The rise of AI tools means that over the next few years, most scammers will be able to craft a persuasive message without knowing any English at all.  Even so, not all scammers have access to AI tools, and the tools themselves can spit out some clunky messages on occasion.  The bottom line is that incoherent messages will remain a reliable warning sign for a while. 

#5 - The Phone Number May Not Be in the Right Format

Take a look at the numbers your last several (non-friend) texts have come from.  A lot of the ones from businesses will show a 5- or 6-digit “short code,” rather than a regular phone number.  Those ones are usually fine:  there’s an organization that assigns them, and there’s a verification process, so those are usually valid (and you can look them up).  You might get spammed from a short code, but probably not scammed. 

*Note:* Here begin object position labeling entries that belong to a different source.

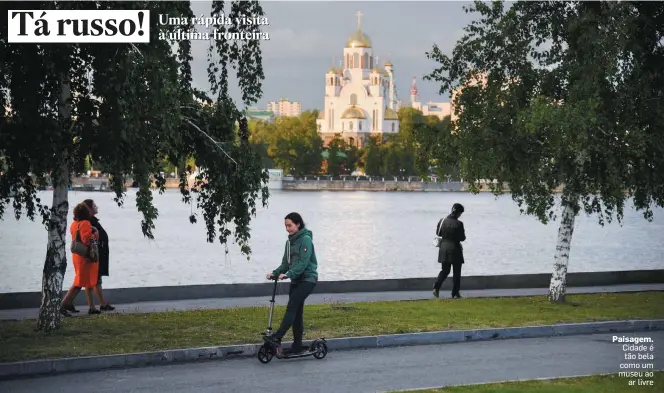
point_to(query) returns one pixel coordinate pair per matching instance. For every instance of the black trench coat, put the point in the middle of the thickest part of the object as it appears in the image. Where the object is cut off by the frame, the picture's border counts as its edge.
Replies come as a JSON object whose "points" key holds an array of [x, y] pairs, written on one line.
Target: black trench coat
{"points": [[452, 234]]}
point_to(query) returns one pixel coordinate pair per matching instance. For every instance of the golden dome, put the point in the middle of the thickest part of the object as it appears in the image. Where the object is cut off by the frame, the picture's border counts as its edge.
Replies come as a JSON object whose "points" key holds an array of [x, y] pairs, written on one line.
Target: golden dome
{"points": [[358, 40], [390, 114], [334, 70], [380, 70], [353, 113]]}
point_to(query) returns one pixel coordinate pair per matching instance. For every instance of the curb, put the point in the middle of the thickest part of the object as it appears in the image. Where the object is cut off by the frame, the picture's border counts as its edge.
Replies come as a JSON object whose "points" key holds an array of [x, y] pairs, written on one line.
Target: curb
{"points": [[95, 363]]}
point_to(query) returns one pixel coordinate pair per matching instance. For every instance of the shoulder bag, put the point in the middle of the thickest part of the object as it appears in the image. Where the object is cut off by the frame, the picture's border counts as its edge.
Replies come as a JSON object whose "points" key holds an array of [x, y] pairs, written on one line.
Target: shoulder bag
{"points": [[437, 239], [80, 248]]}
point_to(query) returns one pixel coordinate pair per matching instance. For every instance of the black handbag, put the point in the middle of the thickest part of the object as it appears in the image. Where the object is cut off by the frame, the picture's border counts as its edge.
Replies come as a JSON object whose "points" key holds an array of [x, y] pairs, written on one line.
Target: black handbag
{"points": [[78, 247]]}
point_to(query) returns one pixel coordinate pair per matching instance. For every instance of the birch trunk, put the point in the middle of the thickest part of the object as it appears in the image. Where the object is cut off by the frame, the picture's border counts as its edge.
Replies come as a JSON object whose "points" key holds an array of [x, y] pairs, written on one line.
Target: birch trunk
{"points": [[55, 263], [558, 283]]}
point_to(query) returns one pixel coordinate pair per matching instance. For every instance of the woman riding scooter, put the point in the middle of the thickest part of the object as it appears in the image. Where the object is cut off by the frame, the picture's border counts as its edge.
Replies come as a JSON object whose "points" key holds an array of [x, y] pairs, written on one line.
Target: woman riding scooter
{"points": [[299, 264]]}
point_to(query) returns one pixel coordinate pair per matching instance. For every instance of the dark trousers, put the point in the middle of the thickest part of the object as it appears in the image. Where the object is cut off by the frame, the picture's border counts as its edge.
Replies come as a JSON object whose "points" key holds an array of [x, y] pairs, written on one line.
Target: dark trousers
{"points": [[294, 316], [456, 279]]}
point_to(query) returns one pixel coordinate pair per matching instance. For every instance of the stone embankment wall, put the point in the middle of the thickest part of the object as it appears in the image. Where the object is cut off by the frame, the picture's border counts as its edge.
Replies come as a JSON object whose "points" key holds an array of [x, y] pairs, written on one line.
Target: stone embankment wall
{"points": [[313, 184], [505, 281]]}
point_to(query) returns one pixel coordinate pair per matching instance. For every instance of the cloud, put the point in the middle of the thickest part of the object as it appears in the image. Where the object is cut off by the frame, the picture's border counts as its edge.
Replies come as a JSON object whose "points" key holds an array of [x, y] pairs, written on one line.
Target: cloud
{"points": [[287, 43]]}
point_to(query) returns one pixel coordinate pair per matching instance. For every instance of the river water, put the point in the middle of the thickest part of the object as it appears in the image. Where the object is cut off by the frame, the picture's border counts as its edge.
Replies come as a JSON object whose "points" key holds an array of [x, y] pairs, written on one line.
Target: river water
{"points": [[358, 235]]}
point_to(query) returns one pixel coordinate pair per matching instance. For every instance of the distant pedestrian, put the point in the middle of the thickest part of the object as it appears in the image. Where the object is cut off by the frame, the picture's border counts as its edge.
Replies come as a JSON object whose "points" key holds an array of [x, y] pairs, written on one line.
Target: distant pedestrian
{"points": [[300, 265], [450, 252], [103, 254], [86, 269]]}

Most other numbers will be in the familiar 10-digit format that’s standard in the US, as you’d expect from a sender that claims to be US-based.  Occasionally you’ll see numbers that are longer than 10 digits, or formatted differently.  Those you can assume are probably scammers, unless you’re legitimately dealing with overseas companies. 

#6 - There’s a Link In It

Okay, some legitimate senders will include a link in their text, but they’re a small percentage.  Phishing messages, on the other hand, almost always include a link.  You don’t need to be a math whiz to figure out that the odds are in favor of any text message with a link in it being a scam.

Protecting Yourself from Scam Texts

Protecting yourself against phishing texts is a lot like protecting yourself against phishing emails. 

  • Don’t click links in unsolicited texts
  • Don’t call any phone number in an unsolicited text
  • Don’t scan a QR code in an unsolicited text (that’s a new one that scammers are exploiting now)
  • Search the sender’s phone number.  Spokeo is a great resource  to see
    • a) if it’s legitimate, and
    • b) if the Phone Reputation Score shows a lot of complaints about it lately (sometimes scammers “spoof” a legitimate number, which causes a spike in complaints)

Those are just the starting points, of course.  Another very useful tactic is to visit the sites of organizations you actually deal with on a regular basis, and look for the discussion of scams and phishing on their support pages.  Frequently-impersonated businesses and government agencies including AmazonNetflixPaypalthe IRSthe SSA and the USPS all have pages that have spam text message examples or explain common scam messages, and tell you how to recognize them. 

Those are important, because knowing what the real organization will and won’t do is a valuable tool in recognizing scams.  If you already know that the IRS and USPS never send unsolicited texts, for example, it’s a no-brainer that the message you’re looking at is bogus. 

What to Do if You Receive a Phishing Text 

The quickest, simplest response to a fake text is simply to block the sender, delete the text, and forget about it.  Your phone and your carrier will offer several options for call/text blocking (methods will vary, but they’re easy to look up) and you can also install phone apps that provide varying degrees of screening and blocking for calls and texts. 

Many companies and government agencies provide you the option of forwarding the suspect text or sending them a screenshot, so they’ll have it on file.  It’s important for them to know which scams are making the rounds, and it may help others avoid the same scam.  You should also consider reporting it to the FTC’s Report Fraud website or the FBI’s Internet Crime Complaint Center (IC3), for the same reasons.  

Realistically it’s not exactly news that the internet is full of scammers who are out to get you, and knowing that they’re using text messages now doesn’t change the equation a whole lot.  There’s no magic to text messages, no “secret sauce” that makes them especially dangerous.  They work because people are less likely to be wary of a text than an email, period. So…be wary.